So as you see from the numbers, good pricing levels, but what is also very remarkable in Europe is the levels of productivity that the team has been executing through simplification of the business and everything else that Hugh was saying about digitalization and automation and also moving some service to essential points that we can service the businesses more effectively, more efficiently. So good work by the European team, both on portfolio managed simplification and then in driving productivity. So we feel good about Europe. We have a very strong business in both Central Europe, Eastern Europe and parts of the economy that are growing faster. So we feel good about the portfolio composition and the business going forward.
Operator: Thank you.
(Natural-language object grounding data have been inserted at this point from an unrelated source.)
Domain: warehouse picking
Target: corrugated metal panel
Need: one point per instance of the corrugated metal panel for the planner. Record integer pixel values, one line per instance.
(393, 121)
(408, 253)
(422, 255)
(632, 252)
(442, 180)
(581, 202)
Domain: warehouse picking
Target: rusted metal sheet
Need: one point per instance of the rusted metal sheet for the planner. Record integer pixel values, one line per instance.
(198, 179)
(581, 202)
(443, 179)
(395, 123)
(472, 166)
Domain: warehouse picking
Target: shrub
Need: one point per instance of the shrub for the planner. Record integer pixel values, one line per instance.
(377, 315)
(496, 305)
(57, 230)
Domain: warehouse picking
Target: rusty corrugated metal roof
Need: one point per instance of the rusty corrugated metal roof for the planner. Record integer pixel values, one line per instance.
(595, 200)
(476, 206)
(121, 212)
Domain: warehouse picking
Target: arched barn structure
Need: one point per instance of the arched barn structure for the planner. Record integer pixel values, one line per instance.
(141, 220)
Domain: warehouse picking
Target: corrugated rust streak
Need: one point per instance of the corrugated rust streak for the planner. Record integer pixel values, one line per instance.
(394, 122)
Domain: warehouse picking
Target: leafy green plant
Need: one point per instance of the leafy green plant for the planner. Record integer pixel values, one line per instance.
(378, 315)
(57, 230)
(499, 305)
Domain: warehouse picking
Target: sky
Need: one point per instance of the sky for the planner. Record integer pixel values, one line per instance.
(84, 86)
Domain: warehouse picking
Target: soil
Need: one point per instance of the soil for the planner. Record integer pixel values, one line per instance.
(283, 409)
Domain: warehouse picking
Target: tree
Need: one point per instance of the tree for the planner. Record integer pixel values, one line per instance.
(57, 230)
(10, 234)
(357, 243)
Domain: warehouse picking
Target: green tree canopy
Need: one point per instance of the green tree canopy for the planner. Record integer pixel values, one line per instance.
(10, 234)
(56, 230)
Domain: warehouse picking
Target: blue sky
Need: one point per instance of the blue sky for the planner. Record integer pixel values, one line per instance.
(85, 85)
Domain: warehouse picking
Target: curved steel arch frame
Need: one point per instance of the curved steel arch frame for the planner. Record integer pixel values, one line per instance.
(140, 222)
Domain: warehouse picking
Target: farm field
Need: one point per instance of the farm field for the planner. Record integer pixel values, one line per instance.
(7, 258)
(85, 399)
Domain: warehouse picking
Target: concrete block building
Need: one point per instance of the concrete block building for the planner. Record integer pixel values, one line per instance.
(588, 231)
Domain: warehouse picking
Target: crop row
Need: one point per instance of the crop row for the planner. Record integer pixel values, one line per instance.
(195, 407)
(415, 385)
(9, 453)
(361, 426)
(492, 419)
One moment for our next question. Our next question comes from Stephen Powers with Deutsche Bank. Your line is open.
Stephen Powers: Great. Thanks and good morning. Maybe putting a final bow around Bryan’s original top line question. I guess, Hugh, the volume cadence that you implied a little earlier, down 2% or so in the first half based on results reported to date, and if I heard you correctly flattish in the second half. How does that compare with your outlook coming into the year? Because I guess, just stepping back, I’m trying to get a better sense of whether the 4 points of upside you now see in organic growth versus that February forecast is more driven by better volumes or whether the upside is really driven by greater-than-expected price mix realization or whether it’s some kind of combination? Thanks.
Hugh Johnston: Yeah. Hi, Steve. Good morning. It’s a combination. Volumes are certainly a bit better than we expected and price realization is a little better than we had expected as well. So it’s a combo. It’s not dominant one or the other.